Audrey Pernell ’04 is a classical, pop, and theater voice teacher in Santiago, Chile. Here’s how she made it from Swarthmore to the Southern Hemisphere.

Early Days

After stints in the Philadelphia and New York theater worlds, Pernell was accepted by a couple of universities for graduate work in classical voice. However, she realized that opera was too narrow a niche for her.

New Directions

Instead, she went to massage school, figuring, “Any day job [I do] should teach me more about my instrument: the body.” Pernell spent the next four years studying and practicing massage and saving money for voice workshops abroad. She also completed vinyasa yoga training to “start cultivating pedagogic skills and give my hands a break from all those massages!” 

Pivot Point

Four months before she began her self-designed voice performance and pedagogy degree from Antioch University, she met her future husband, Andrés Zará, a Chilean native, through an artistic collaboration.

Now

After completing her degree, Pernell moved to Chile and now teaches singing and vocal improvisation to actors, dancers, and singers and works at three universities and a private academy in Santiago.
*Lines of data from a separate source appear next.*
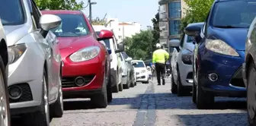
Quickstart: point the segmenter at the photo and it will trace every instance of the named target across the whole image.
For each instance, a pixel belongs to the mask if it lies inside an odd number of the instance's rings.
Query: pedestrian
[[[157,50],[153,52],[152,62],[155,63],[156,77],[158,85],[161,85],[161,78],[162,85],[165,84],[165,65],[166,61],[169,58],[169,53],[165,49],[162,49],[159,43],[156,44]]]

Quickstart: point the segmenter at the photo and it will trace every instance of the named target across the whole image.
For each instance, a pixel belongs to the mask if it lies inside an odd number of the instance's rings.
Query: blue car
[[[212,106],[214,96],[246,96],[242,66],[255,8],[256,1],[216,0],[202,29],[184,29],[196,39],[192,98],[199,109]]]

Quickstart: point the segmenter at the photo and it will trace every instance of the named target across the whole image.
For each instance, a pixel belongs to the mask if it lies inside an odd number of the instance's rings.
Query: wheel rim
[[[256,71],[254,68],[249,74],[248,86],[247,91],[247,109],[251,119],[253,119],[255,116],[255,91],[256,89],[255,83],[256,79]]]
[[[50,122],[50,115],[49,115],[49,102],[48,102],[48,92],[47,92],[47,87],[46,87],[46,80],[45,78],[45,76],[43,76],[43,99],[44,99],[44,112],[46,118],[46,122],[49,124]]]
[[[64,107],[63,107],[63,93],[62,93],[62,79],[61,77],[59,77],[59,102],[60,102],[60,106],[62,109],[62,111],[63,112]]]
[[[8,113],[6,102],[6,93],[5,88],[5,82],[2,71],[0,71],[0,113],[1,113],[1,125],[8,124]]]

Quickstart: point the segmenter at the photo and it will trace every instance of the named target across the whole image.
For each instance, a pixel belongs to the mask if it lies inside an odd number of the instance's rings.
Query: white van
[[[107,30],[113,31],[110,27],[105,27],[103,25],[93,25],[92,27],[95,33],[97,33],[98,34],[101,30]],[[118,93],[118,91],[123,90],[123,85],[121,84],[123,70],[121,68],[121,61],[117,54],[123,52],[123,50],[119,50],[117,49],[117,39],[115,36],[114,36],[113,39],[104,40],[104,42],[106,44],[107,48],[111,49],[110,74],[111,74],[111,83],[113,87],[112,92]]]

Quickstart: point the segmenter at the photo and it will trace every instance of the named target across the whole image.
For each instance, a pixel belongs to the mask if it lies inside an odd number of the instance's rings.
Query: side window
[[[182,38],[181,38],[181,45],[180,45],[180,46],[181,46],[181,48],[183,48],[183,45],[184,45],[184,39],[185,39],[185,33],[184,33],[184,34],[182,35]]]

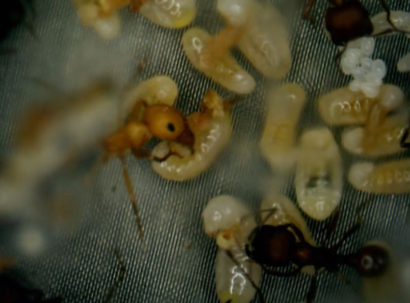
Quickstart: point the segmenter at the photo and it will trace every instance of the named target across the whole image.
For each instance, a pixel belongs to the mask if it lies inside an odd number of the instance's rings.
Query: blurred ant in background
[[[317,274],[321,268],[336,274],[346,281],[347,280],[339,272],[340,265],[351,266],[362,276],[381,275],[386,271],[390,263],[389,254],[385,249],[378,245],[367,245],[349,254],[337,253],[345,241],[360,227],[363,219],[359,213],[368,202],[358,208],[356,223],[345,232],[340,240],[329,248],[324,245],[315,247],[308,243],[302,231],[293,224],[278,226],[262,225],[256,227],[250,235],[250,245],[247,244],[245,247],[246,254],[259,264],[267,274],[278,277],[295,276],[305,266],[313,266],[315,273],[306,296],[308,303],[314,300],[317,287]],[[331,220],[324,244],[327,242],[329,236],[335,228],[338,219],[338,212],[336,211]],[[288,272],[267,268],[281,267],[291,264],[296,267]]]
[[[328,0],[333,6],[326,10],[325,24],[332,42],[338,46],[345,46],[349,41],[366,36],[372,36],[373,26],[369,13],[359,0]],[[409,33],[397,28],[390,19],[390,9],[385,0],[379,0],[386,13],[386,20],[392,28],[378,34],[382,35],[397,31]],[[302,18],[309,17],[316,0],[309,0],[303,9]]]
[[[29,12],[31,19],[35,16],[33,1],[33,0],[13,0],[2,3],[0,10],[0,41],[5,40],[15,28],[22,24],[34,34],[31,21],[27,18]]]

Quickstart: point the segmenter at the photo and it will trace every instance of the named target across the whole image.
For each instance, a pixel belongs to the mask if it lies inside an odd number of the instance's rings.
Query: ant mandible
[[[337,253],[345,241],[359,229],[363,220],[359,211],[364,204],[362,204],[358,209],[357,223],[330,248],[311,245],[305,240],[300,229],[293,224],[278,226],[262,225],[256,227],[251,233],[250,245],[247,244],[245,246],[246,254],[262,266],[267,274],[278,277],[295,276],[305,266],[313,266],[315,274],[306,296],[308,303],[312,302],[314,299],[317,287],[317,273],[321,268],[336,273],[342,278],[343,276],[339,271],[339,266],[343,264],[351,266],[362,276],[375,277],[382,275],[387,269],[389,257],[387,251],[380,246],[366,245],[356,252],[346,255]],[[331,220],[327,236],[335,227],[337,218],[338,216],[334,216]],[[297,241],[295,234],[299,241]],[[296,265],[296,267],[287,272],[266,267],[281,267],[291,264]]]
[[[381,35],[390,31],[408,33],[398,29],[390,19],[390,11],[385,0],[379,0],[386,11],[387,22],[392,27],[378,34]],[[302,18],[307,19],[316,0],[309,0],[305,7]],[[372,36],[373,26],[369,13],[359,0],[328,0],[333,6],[328,8],[325,17],[326,29],[332,42],[336,45],[345,46],[349,41],[365,36]]]

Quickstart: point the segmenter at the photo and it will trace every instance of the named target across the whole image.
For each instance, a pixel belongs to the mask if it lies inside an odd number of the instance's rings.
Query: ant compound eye
[[[162,140],[176,139],[185,128],[182,113],[164,104],[149,106],[145,111],[144,121],[151,133]]]
[[[373,259],[369,255],[366,255],[361,259],[361,266],[365,270],[371,269],[373,266]]]

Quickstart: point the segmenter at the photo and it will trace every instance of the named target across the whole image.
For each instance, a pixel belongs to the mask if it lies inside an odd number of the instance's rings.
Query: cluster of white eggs
[[[379,95],[386,72],[384,61],[371,58],[374,47],[373,38],[355,40],[348,45],[340,62],[342,71],[353,77],[349,88],[354,92],[361,90],[369,98]]]

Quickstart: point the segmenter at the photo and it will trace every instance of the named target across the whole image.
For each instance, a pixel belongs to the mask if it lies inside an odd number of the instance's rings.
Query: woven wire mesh
[[[324,125],[316,110],[316,100],[349,81],[337,68],[334,60],[336,48],[321,26],[328,2],[318,1],[312,12],[315,21],[312,25],[300,18],[302,1],[271,2],[287,16],[291,37],[292,68],[280,82],[300,84],[308,96],[299,130]],[[217,32],[223,23],[215,11],[214,1],[197,2],[198,14],[190,26]],[[382,10],[378,1],[363,2],[371,15]],[[398,0],[389,4],[393,10],[410,11],[408,1]],[[123,10],[120,36],[107,42],[81,26],[70,1],[39,0],[35,5],[32,25],[35,35],[24,26],[19,28],[3,43],[17,52],[0,56],[1,158],[11,150],[20,113],[32,108],[37,100],[52,99],[59,91],[69,94],[101,77],[124,85],[143,59],[148,64],[140,78],[159,74],[172,77],[179,88],[176,106],[185,113],[197,110],[202,96],[209,88],[227,98],[233,96],[190,64],[181,47],[185,29],[161,27],[138,14]],[[395,64],[409,51],[410,40],[396,35],[378,38],[374,55],[386,62],[385,82],[402,88],[408,99],[410,73],[399,73]],[[116,250],[124,258],[126,273],[113,302],[217,302],[213,280],[216,248],[214,241],[204,234],[201,220],[207,202],[218,195],[232,195],[245,202],[256,215],[267,187],[272,186],[296,201],[292,178],[272,181],[276,180],[275,173],[258,150],[268,82],[240,53],[234,51],[233,54],[256,80],[257,86],[235,105],[232,142],[209,169],[194,179],[179,183],[162,179],[153,171],[148,160],[130,155],[127,158],[145,233],[143,243],[138,237],[121,166],[113,159],[98,168],[90,185],[66,185],[70,196],[76,199],[73,203],[80,205],[81,211],[76,225],[63,231],[56,232],[47,225],[43,227],[50,239],[46,251],[34,256],[21,253],[5,240],[5,234],[13,234],[8,227],[2,231],[0,252],[15,255],[19,270],[36,286],[48,296],[61,296],[65,302],[103,301],[120,274]],[[55,89],[39,86],[33,79],[41,79]],[[339,143],[340,130],[332,128]],[[358,158],[343,151],[342,154],[346,173]],[[406,152],[388,158],[408,156]],[[83,174],[93,161],[83,167]],[[71,184],[64,178],[61,182]],[[73,188],[76,193],[71,195]],[[347,181],[335,238],[354,223],[356,207],[369,198],[374,202],[364,213],[365,223],[349,239],[342,252],[351,252],[367,240],[377,238],[388,240],[399,248],[409,242],[408,195],[364,194]],[[307,219],[314,237],[320,242],[325,223]],[[359,278],[353,271],[342,271],[355,287],[359,286]],[[318,302],[341,302],[357,298],[355,288],[334,275],[321,273],[319,281]],[[309,278],[304,275],[282,278],[264,275],[260,287],[267,302],[296,302],[303,300],[309,283]]]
She is also in the final stages of completing her Roy Hart Theatre certification, inspired by former Swarthmore voice teacher Jonathan Hart Makwaia, who also has that prestigious accreditation. Pernell and her husband also run a studio, Rumbos Laboratorio Artístico Vocal, for their own artistic endeavors—including their experimental vocal quartet, La Tromba (The Whirlwind)—and voice lessons and workshops.